The chairmen and management committees of the COs were appointed by the government. The nominees tended to be representatives of big business, sometimes the bosses themselves, sometimes younger professional business administrators. Where a powerful business association had existed before the war, it often dominated the relevant CO. In theory, the State had a regulatory role since each CO was supervised by a government-appointed commissioner. In practice, these commissioners went along with the decisions taken. Although Bichelonne’s role in charge of the OCPRI gave him ultimate power over the COs, he exercised it in co-operation with the main business leaders. OCPRI was itself divided into thirteen subsections which were run by the leading members of the CO in the relevant area. Thus the people who benefited from the allocation of raw mate
rials played a key role in determining it. This created a sort of symbiosis between State officials and businessmen, most striking in the cases of CO chairmen who went on to become ministers: Lehideux had headed the automobile CO, as well as sitting on two OCPRI committees, before becoming Minister of Industrial Production, and Pucheu had been head of the mechanical industry CO, and on two OCPRI committees. In short, about 150–200 men ran the French economy under Vichy.
Representatives of small business complained that this system discriminated against them. The synarchy rumour was a symptom of this discontent. Even Pétain made a speech in 1941 denouncing the power of ‘trusts’ over the economy. In February 1944 a small business leader, Léon Gingembre, was taken into the cabinet of the Minister of Industrial Production, but this was only a sop to small business interests. The gap between word and deed in Vichy’s economic policy is demonstrated by the fate of the artisans. Supposedly the regime was devoted to the interests of the artisan. An Artisans’ Bureau was set up in November 1940 to protect artisanal production.

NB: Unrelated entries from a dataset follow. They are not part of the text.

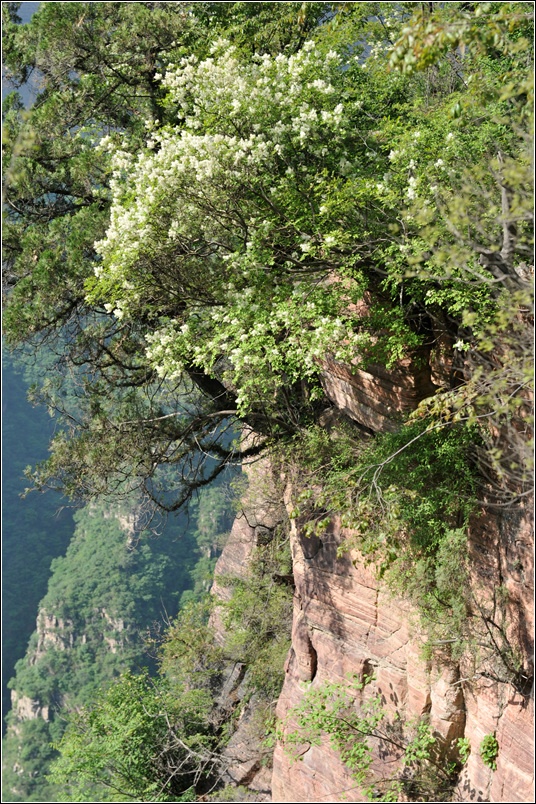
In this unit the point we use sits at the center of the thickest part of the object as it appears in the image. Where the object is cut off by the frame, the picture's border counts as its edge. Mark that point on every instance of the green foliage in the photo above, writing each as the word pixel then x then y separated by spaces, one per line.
pixel 356 724
pixel 489 751
pixel 188 654
pixel 258 616
pixel 407 497
pixel 137 741
pixel 464 749
pixel 34 530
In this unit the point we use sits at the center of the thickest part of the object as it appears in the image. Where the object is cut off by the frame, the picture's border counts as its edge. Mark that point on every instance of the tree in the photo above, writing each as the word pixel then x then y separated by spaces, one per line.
pixel 278 207
pixel 100 79
pixel 136 742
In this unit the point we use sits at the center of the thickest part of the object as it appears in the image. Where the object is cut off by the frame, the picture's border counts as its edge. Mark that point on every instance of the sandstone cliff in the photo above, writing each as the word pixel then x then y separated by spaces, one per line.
pixel 347 623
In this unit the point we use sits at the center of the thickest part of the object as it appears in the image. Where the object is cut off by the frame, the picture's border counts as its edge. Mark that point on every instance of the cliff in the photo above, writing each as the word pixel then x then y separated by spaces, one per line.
pixel 347 623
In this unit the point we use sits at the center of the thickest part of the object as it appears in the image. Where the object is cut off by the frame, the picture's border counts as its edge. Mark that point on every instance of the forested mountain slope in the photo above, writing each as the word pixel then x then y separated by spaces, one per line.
pixel 297 235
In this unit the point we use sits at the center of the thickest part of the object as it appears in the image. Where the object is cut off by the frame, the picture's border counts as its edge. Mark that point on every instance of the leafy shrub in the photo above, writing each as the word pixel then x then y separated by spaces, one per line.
pixel 489 751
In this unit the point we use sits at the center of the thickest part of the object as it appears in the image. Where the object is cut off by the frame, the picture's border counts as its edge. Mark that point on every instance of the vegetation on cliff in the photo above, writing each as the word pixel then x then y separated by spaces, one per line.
pixel 208 199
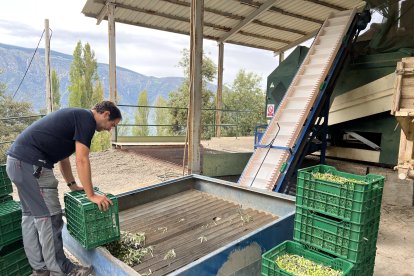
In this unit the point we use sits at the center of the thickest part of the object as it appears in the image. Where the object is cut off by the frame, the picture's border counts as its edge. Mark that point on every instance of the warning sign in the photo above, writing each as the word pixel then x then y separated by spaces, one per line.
pixel 270 110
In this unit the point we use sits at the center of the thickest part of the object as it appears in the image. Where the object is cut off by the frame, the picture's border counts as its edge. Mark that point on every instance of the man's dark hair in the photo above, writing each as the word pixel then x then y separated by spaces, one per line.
pixel 114 112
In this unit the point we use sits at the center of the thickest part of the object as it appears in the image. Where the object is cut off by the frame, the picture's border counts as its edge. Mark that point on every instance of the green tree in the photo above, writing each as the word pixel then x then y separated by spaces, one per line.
pixel 85 88
pixel 162 117
pixel 180 97
pixel 10 128
pixel 55 90
pixel 141 115
pixel 123 130
pixel 244 94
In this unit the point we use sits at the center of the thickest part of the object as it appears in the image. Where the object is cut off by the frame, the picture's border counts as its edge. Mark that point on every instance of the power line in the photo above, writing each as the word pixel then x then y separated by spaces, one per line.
pixel 27 69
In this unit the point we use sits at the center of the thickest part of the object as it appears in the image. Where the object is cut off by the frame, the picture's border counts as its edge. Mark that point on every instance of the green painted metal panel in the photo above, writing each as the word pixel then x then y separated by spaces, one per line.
pixel 224 164
pixel 382 123
pixel 279 80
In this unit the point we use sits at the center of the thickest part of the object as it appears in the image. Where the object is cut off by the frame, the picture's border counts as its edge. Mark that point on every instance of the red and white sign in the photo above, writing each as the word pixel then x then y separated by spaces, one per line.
pixel 270 110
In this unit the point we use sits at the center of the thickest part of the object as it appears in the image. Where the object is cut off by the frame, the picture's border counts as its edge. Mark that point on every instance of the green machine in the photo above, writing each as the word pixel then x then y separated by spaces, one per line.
pixel 279 80
pixel 374 56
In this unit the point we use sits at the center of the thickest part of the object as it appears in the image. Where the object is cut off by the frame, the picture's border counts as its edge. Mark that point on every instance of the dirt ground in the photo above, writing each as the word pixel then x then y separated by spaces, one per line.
pixel 117 171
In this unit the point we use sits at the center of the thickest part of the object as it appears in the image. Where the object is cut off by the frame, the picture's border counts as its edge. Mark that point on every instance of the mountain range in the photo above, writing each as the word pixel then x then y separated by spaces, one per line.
pixel 14 61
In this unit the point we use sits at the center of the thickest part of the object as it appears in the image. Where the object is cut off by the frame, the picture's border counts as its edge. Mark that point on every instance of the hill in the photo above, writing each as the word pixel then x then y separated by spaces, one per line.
pixel 14 61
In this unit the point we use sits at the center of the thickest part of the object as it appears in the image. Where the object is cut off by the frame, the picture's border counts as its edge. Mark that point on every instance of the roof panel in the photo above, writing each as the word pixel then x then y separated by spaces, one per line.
pixel 273 29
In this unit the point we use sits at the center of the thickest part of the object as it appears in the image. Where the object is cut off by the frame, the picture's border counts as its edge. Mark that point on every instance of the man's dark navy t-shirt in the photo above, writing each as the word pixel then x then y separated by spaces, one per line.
pixel 52 138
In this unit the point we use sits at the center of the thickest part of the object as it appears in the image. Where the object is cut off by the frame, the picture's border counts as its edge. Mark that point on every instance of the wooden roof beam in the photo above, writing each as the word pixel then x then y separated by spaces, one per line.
pixel 237 17
pixel 187 20
pixel 260 9
pixel 328 5
pixel 281 11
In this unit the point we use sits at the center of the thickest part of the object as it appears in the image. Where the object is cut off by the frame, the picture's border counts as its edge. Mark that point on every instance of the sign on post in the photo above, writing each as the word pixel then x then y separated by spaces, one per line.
pixel 270 110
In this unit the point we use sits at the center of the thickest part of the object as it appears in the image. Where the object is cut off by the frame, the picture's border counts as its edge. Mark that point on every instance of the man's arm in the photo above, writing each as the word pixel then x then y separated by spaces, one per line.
pixel 83 167
pixel 66 170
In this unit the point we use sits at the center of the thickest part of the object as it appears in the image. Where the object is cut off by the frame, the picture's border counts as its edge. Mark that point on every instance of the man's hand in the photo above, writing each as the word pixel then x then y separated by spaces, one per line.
pixel 75 187
pixel 102 201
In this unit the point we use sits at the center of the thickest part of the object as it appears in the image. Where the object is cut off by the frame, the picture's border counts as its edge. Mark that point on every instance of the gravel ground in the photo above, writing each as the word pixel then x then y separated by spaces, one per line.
pixel 118 171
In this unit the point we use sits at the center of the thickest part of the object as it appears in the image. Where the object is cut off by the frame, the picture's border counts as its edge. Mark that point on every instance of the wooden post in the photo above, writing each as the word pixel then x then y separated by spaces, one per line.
pixel 112 53
pixel 219 96
pixel 196 57
pixel 49 97
pixel 281 57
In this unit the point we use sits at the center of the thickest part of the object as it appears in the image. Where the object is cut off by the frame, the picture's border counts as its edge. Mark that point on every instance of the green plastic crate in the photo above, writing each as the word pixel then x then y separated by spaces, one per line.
pixel 13 260
pixel 350 241
pixel 10 222
pixel 87 224
pixel 5 198
pixel 5 182
pixel 357 203
pixel 365 267
pixel 269 266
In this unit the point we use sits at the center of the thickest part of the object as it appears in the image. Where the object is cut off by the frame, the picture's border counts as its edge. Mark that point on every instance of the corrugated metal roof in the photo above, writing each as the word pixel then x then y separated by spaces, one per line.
pixel 284 25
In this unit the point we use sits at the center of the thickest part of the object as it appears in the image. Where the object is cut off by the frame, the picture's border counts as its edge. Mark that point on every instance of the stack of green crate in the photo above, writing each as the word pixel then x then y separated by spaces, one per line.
pixel 339 213
pixel 271 268
pixel 87 224
pixel 13 259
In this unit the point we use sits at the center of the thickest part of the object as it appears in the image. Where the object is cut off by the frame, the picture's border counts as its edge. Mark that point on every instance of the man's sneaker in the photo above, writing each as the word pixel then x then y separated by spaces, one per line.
pixel 41 272
pixel 81 271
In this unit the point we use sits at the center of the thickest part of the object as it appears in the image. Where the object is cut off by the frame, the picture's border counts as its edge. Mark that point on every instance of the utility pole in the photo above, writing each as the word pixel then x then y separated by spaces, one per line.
pixel 49 98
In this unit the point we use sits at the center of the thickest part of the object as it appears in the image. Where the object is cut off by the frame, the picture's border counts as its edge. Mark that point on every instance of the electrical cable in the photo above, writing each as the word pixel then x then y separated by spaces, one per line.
pixel 27 69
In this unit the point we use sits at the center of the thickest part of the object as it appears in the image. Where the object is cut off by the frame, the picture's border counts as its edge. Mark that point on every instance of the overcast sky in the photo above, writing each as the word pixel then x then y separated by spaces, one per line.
pixel 146 51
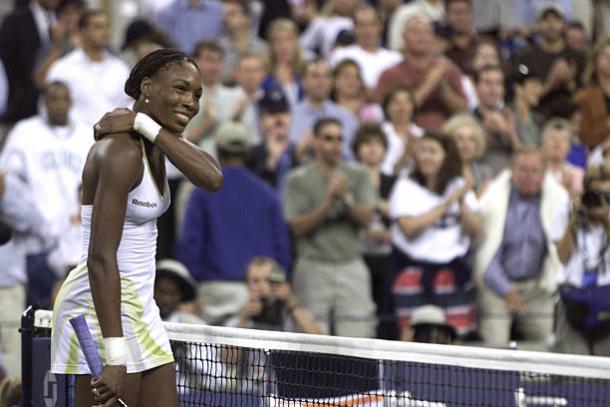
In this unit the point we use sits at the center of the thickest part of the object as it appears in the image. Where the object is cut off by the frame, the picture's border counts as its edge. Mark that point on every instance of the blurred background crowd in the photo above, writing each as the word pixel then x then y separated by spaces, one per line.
pixel 428 170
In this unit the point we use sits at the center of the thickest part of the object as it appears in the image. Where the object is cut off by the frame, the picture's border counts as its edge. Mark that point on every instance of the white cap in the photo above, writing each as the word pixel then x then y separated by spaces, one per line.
pixel 429 315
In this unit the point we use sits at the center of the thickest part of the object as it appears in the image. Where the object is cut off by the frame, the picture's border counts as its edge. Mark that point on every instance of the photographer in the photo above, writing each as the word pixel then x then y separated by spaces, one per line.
pixel 582 323
pixel 271 304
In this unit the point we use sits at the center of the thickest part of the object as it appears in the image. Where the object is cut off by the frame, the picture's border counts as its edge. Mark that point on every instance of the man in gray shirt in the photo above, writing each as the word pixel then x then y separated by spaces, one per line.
pixel 327 205
pixel 516 261
pixel 316 104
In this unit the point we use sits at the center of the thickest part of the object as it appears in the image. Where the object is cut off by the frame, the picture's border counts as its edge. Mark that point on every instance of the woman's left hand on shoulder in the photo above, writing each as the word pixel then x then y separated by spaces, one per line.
pixel 118 121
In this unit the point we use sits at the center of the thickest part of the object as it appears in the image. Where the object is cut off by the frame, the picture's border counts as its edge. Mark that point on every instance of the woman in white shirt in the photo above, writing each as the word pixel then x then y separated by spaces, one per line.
pixel 400 131
pixel 435 215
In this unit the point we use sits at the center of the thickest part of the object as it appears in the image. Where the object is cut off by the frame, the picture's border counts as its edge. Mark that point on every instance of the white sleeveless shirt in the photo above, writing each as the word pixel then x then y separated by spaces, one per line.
pixel 142 326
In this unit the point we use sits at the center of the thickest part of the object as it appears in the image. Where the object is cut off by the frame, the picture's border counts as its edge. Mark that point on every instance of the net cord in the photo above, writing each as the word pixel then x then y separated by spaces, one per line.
pixel 595 367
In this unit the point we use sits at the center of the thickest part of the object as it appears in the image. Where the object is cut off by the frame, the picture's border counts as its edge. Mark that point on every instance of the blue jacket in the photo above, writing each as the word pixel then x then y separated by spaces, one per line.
pixel 225 230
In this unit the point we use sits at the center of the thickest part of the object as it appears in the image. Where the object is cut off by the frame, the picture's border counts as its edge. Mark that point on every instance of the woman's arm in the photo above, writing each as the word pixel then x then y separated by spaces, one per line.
pixel 118 165
pixel 198 166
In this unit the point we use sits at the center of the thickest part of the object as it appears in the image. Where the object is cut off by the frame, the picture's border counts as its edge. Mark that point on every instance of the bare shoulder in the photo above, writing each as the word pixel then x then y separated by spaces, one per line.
pixel 117 149
pixel 117 157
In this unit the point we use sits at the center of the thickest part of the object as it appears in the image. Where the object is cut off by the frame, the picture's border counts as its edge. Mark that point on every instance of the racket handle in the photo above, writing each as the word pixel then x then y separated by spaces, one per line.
pixel 88 346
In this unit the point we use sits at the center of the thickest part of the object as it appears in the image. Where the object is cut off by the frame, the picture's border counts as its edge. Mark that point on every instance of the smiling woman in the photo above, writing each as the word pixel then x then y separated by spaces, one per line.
pixel 124 192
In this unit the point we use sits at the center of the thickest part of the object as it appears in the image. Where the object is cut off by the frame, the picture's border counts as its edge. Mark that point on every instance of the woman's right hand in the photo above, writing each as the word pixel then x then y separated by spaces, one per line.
pixel 108 388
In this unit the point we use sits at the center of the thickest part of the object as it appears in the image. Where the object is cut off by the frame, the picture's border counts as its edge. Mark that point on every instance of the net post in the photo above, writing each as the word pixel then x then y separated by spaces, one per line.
pixel 27 338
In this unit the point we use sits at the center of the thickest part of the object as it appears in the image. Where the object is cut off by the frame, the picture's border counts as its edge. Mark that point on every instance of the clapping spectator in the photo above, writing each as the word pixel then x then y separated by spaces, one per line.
pixel 435 214
pixel 400 131
pixel 323 30
pixel 64 36
pixel 316 104
pixel 550 59
pixel 469 137
pixel 516 263
pixel 271 303
pixel 349 92
pixel 369 147
pixel 436 83
pixel 496 118
pixel 21 38
pixel 238 39
pixel 190 21
pixel 48 152
pixel 527 89
pixel 433 10
pixel 275 155
pixel 286 60
pixel 327 204
pixel 93 75
pixel 367 52
pixel 251 72
pixel 595 126
pixel 556 141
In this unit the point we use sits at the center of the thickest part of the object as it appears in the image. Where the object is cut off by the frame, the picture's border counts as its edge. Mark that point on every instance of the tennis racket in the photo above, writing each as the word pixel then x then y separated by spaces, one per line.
pixel 87 344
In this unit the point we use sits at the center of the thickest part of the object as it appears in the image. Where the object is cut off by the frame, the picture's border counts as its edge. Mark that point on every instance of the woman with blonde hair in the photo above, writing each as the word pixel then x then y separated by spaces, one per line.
pixel 322 32
pixel 556 142
pixel 349 92
pixel 469 138
pixel 595 96
pixel 286 60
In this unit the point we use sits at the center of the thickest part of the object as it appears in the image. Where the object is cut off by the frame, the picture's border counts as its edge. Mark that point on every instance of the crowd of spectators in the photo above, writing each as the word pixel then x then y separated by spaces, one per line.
pixel 379 156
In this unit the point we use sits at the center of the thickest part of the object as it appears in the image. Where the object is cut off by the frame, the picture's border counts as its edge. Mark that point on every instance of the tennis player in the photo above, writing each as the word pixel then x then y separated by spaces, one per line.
pixel 124 191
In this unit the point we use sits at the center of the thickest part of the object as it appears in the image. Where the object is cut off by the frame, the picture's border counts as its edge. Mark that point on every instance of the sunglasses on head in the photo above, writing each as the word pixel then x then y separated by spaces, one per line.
pixel 331 137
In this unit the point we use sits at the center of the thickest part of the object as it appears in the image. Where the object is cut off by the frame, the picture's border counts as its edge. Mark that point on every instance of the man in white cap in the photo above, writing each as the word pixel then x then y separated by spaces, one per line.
pixel 550 59
pixel 173 288
pixel 429 325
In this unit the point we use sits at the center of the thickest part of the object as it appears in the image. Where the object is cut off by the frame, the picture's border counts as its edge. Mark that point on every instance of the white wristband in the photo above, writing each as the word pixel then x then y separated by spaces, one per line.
pixel 116 350
pixel 146 126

But when the CO system was set up, artisans found themselves apportioned to the COs by sector—plumbers with the construction industry, tailors in the textile industry—where they sat alongside other larger employers. This made it impossible for them to protect their specific interests. When the Artisans’ Bureau wrote to CO chairmen to complain that artisans were not receiving their share of State commissions, the textile CO replied that this was because of their ‘feeble productive capacity’.
The Artisans’ Bureau was drafting measures of support for artisans until the end, but these had few practical consequences. Artisans became increasingly critical of the regime. One of their spokesman complained in August 1942 that the COs were organized to the ‘advantage of the trusts and big business and the … progressive suffocation of the artisan and medium-sized production’.68 In August 1943 artisans were provided with their own corporatist organization called the Artisans’ Statute. The details of the Statute were complicated, but its main effect was to integrate the many independent professional groups previously representing artisans into the State bureaucracy—not surprisingly since Bichelonne was the inspiration behind it. In short, despite the rhetoric, artisans were protected much less effectively under Vichy than they had been under the Republic where they had had an important parliamentary lobby.